You’re dining on: Crispy morsels of swordfish that have been sliced into bite-sized chunks before being skewered. Chef Chad Colby has a stellar resume that includes stints at Mozza, Chi Spacca and Campanile, to name a few. His debut restaurant delivers, and he’s a master on the flame, so definitely order the steak. And given this is an Italian restaurant, don’t forgo the pastas. The ice cream is made in a Carpigiani, an Italian device that whips milk into a divinely creamy state; the honeycomb tastes like salted caramel.
You’re here because: It’s lunch or you’re trying to squeeze in a quick bite before a movie. Fuku is the fast-casual fried chicken joint by David Chang (Momofuku). It’s in the new food court on the Promenade.
You’re dining on: Fried chicken sandwiches that taste like a higher quality version of Chick-fil-A, complete with the butter pickle. The fingers are good, too.
You’re here because: You want a comfortable place to eat at pretty much any time of the day. This restaurant is in the newly opened Hoxton, a posh yet affordable hotel in a historic building downtown. The decor is a tasteful mix of modernism and art deco.
You’re dining on: Our favorite thing was the wood-roasted trout, which came out with crispy skin and a soft pink flesh that was easy to fork, alongside an endive salad that provided a cool counterbalance. The disco tots, another favorite, were encased in cheese, a green mole and the blunt yoke of a fried egg. Also, you can’t go wrong with the smashburger or pancakes.
You’re here because: You’re looking for a gut bomb. This stand is open-air and probably best visited when you don’t have much planned after, as every taco and ceviche is delicious and it’s tough to not eat all of the things.

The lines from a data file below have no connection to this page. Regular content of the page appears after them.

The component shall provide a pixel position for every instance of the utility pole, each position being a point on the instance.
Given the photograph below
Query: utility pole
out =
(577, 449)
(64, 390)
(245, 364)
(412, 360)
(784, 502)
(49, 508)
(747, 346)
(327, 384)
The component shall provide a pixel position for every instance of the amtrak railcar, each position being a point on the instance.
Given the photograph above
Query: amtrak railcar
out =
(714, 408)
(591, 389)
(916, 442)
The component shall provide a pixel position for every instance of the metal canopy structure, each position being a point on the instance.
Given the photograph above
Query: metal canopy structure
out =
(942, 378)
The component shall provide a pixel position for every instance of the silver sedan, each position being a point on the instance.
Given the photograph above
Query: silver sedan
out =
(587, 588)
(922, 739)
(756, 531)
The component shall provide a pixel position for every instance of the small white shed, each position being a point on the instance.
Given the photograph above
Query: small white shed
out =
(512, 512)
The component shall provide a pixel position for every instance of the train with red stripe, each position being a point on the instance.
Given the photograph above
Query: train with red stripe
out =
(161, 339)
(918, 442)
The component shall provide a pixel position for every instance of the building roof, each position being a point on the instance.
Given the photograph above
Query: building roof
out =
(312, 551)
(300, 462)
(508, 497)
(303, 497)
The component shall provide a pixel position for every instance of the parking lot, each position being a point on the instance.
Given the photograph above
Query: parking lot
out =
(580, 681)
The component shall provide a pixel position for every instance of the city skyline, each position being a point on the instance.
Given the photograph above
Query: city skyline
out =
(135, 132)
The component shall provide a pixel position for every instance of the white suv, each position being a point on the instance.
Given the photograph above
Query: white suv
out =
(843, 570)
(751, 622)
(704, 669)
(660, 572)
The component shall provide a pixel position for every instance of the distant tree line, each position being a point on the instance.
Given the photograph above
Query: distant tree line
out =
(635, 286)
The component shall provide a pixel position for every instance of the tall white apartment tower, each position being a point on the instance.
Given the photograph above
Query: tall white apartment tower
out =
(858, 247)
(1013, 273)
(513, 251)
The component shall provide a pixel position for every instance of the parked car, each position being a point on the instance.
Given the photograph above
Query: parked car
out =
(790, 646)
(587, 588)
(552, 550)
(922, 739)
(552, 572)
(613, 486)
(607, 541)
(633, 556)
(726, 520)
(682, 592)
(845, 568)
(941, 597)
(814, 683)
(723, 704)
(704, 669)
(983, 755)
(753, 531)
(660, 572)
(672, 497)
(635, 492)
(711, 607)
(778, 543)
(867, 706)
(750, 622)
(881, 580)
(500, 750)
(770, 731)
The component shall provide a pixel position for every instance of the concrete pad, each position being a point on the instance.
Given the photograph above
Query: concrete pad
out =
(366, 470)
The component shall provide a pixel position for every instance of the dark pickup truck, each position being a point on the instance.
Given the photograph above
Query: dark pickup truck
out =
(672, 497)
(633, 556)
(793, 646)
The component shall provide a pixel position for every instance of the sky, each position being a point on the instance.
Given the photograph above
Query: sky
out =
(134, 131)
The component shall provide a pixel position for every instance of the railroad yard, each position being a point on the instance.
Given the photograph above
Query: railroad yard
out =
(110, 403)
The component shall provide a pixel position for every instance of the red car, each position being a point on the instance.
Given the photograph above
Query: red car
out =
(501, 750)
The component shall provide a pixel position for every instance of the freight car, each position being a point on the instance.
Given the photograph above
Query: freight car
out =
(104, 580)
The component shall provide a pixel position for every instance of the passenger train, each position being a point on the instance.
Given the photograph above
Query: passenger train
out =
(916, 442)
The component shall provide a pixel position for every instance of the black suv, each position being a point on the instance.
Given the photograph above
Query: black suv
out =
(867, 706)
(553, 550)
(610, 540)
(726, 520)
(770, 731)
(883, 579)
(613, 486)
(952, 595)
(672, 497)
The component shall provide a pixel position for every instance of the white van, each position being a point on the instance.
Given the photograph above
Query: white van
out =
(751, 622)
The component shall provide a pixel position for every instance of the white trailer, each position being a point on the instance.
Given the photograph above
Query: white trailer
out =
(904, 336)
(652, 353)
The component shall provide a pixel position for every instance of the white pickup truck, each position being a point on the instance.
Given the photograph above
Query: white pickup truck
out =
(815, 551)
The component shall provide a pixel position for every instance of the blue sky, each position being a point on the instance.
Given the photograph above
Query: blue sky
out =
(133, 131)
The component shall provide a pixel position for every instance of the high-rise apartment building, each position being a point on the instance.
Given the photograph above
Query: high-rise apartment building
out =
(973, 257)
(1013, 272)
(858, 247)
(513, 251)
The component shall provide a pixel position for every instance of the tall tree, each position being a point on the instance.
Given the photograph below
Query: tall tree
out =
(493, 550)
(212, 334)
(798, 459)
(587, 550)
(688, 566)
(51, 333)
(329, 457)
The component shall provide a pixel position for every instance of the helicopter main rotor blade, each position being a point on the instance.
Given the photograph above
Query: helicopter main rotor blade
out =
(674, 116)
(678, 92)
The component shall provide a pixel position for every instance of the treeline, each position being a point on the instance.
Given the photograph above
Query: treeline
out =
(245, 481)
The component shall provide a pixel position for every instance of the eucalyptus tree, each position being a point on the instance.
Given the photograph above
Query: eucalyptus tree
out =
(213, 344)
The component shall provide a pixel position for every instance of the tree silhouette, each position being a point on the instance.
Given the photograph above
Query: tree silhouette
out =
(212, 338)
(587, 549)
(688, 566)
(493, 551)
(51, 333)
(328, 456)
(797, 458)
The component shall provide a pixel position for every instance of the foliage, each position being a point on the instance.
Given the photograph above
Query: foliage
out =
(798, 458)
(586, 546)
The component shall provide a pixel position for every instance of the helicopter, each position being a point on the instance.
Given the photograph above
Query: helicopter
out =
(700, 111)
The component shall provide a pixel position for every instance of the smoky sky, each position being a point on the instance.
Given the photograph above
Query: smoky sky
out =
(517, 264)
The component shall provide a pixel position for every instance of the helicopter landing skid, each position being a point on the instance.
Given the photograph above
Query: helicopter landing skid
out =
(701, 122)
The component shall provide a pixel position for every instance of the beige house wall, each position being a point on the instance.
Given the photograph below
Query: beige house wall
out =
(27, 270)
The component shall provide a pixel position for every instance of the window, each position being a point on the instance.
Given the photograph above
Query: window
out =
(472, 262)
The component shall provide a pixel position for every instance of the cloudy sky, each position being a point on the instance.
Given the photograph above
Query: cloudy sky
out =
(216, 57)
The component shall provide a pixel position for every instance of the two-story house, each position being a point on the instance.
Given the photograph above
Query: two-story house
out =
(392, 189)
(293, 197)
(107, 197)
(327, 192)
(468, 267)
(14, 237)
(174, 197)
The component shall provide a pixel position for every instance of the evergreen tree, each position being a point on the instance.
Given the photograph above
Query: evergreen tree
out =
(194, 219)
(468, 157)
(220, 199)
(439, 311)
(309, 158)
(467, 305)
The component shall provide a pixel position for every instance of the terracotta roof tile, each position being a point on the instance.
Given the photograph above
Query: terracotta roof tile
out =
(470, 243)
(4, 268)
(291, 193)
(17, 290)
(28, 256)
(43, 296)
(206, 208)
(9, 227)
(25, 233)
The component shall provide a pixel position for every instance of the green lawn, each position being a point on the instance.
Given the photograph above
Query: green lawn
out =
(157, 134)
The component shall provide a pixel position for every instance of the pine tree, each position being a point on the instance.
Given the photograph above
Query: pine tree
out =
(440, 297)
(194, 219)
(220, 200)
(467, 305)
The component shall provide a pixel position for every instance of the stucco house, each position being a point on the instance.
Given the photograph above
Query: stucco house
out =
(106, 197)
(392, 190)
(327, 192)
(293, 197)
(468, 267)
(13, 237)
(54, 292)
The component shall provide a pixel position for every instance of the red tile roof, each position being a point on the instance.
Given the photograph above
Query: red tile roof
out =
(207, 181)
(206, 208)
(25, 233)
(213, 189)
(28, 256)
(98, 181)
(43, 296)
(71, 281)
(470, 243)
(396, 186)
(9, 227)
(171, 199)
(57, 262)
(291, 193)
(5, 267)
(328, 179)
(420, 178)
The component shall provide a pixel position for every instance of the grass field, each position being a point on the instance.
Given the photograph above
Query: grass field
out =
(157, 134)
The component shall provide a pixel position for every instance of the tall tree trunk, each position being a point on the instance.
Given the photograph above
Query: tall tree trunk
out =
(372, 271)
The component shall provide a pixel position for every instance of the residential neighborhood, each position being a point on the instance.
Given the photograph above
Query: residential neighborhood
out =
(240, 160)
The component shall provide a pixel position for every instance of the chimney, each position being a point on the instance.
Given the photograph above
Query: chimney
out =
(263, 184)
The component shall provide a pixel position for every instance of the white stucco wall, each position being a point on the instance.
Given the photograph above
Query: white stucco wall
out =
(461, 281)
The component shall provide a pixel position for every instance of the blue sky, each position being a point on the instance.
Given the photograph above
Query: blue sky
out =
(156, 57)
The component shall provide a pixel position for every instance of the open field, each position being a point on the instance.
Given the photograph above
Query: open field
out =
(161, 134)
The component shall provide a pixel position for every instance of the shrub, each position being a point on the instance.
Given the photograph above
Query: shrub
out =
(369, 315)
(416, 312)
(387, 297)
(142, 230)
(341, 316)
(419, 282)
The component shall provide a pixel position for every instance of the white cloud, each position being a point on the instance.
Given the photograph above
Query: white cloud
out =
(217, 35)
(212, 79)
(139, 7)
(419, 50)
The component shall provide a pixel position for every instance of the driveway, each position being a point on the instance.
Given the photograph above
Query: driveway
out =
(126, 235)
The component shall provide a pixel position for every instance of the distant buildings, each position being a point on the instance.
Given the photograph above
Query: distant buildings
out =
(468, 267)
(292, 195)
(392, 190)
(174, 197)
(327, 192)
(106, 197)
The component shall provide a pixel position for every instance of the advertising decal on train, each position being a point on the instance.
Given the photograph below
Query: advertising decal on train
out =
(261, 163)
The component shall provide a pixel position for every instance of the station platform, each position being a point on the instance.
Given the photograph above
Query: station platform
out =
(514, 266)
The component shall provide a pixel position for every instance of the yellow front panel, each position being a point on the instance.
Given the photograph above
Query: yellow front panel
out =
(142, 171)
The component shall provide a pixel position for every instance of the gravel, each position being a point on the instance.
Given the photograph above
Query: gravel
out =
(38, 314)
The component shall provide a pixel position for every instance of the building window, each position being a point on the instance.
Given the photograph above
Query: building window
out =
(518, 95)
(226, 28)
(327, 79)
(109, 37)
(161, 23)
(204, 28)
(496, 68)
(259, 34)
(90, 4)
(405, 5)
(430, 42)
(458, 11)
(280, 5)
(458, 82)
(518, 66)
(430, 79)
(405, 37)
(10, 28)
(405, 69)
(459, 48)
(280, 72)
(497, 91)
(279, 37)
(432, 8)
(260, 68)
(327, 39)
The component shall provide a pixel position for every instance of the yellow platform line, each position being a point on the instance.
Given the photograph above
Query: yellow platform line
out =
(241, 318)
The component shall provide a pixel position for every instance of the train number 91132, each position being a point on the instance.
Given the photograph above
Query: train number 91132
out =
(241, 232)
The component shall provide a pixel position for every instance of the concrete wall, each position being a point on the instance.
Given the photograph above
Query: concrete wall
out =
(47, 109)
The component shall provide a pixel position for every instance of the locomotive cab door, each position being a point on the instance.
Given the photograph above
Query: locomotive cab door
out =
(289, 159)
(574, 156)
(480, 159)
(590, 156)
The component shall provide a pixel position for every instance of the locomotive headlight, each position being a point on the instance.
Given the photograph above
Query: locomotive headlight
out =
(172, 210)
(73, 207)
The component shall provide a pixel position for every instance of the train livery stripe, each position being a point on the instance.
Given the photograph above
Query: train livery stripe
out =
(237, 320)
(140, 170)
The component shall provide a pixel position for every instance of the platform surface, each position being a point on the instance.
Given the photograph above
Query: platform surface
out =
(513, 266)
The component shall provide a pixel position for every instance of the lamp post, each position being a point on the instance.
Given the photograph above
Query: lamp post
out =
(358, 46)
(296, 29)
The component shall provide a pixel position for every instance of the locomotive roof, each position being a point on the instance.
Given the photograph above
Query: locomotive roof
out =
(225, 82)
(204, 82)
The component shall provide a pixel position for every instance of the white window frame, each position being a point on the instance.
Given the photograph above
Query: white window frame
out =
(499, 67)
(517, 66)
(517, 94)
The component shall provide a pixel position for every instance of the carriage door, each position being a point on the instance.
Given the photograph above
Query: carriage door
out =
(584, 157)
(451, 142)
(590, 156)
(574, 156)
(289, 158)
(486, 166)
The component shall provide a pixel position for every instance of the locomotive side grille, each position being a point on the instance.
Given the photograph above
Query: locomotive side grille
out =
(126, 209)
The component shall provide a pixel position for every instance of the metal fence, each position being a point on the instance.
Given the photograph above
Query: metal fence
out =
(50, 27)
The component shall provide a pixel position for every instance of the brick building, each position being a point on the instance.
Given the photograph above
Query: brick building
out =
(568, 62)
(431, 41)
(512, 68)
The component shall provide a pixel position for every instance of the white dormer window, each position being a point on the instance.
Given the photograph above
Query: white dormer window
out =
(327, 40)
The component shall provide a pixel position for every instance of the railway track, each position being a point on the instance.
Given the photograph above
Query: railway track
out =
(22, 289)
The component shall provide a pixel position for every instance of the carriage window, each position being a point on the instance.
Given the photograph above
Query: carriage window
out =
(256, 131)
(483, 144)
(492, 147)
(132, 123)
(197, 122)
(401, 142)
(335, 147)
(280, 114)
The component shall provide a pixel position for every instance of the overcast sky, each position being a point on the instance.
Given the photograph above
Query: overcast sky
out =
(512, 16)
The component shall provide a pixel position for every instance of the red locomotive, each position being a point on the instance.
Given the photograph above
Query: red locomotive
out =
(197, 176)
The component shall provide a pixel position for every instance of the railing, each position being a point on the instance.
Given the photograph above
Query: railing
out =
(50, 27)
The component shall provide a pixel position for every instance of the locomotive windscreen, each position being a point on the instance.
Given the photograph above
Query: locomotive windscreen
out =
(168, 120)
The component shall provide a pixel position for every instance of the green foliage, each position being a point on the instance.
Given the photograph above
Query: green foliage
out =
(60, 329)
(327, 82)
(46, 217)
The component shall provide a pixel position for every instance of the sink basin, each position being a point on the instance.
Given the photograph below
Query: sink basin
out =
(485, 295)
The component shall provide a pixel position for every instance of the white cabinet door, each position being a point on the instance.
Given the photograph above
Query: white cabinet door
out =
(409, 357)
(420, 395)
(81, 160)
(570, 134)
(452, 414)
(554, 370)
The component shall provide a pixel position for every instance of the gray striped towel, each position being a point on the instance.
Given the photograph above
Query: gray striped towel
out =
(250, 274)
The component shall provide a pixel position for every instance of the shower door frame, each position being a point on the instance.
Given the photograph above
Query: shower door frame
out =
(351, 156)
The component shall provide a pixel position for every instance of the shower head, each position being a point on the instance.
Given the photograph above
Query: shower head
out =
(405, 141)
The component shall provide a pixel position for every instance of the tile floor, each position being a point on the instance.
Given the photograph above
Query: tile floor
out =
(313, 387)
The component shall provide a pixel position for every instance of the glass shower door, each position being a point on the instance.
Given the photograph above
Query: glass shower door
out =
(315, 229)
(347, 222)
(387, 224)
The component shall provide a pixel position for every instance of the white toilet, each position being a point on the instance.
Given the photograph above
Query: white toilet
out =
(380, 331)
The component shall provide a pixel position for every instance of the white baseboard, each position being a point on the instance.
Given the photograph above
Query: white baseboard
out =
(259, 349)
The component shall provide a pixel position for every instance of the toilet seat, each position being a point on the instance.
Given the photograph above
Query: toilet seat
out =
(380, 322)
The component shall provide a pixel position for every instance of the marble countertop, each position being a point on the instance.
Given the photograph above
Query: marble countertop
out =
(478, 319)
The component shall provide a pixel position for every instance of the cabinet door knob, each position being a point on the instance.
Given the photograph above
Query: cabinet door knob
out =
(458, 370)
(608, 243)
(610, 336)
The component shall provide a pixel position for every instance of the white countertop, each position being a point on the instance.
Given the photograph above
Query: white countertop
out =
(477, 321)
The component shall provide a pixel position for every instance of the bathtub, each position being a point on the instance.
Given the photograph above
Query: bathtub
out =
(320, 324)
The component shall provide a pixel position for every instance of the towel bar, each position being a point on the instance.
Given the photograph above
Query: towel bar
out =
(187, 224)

You’re dining on: Chef Alex Carrasco worked at Scratch Bar and Mozza before taking over this former BBQ stand. He wraps his lamb in local palm leaves before roasting it for 24 hours in a spicy oil that permeates the meat, giving it a juicy kick of flavor. His blue corn tortillas are soft yet thick enough to handle it, too. His ceviche has subtle, tender earthiness. Wash it down with something sweet, like a bottled Coke.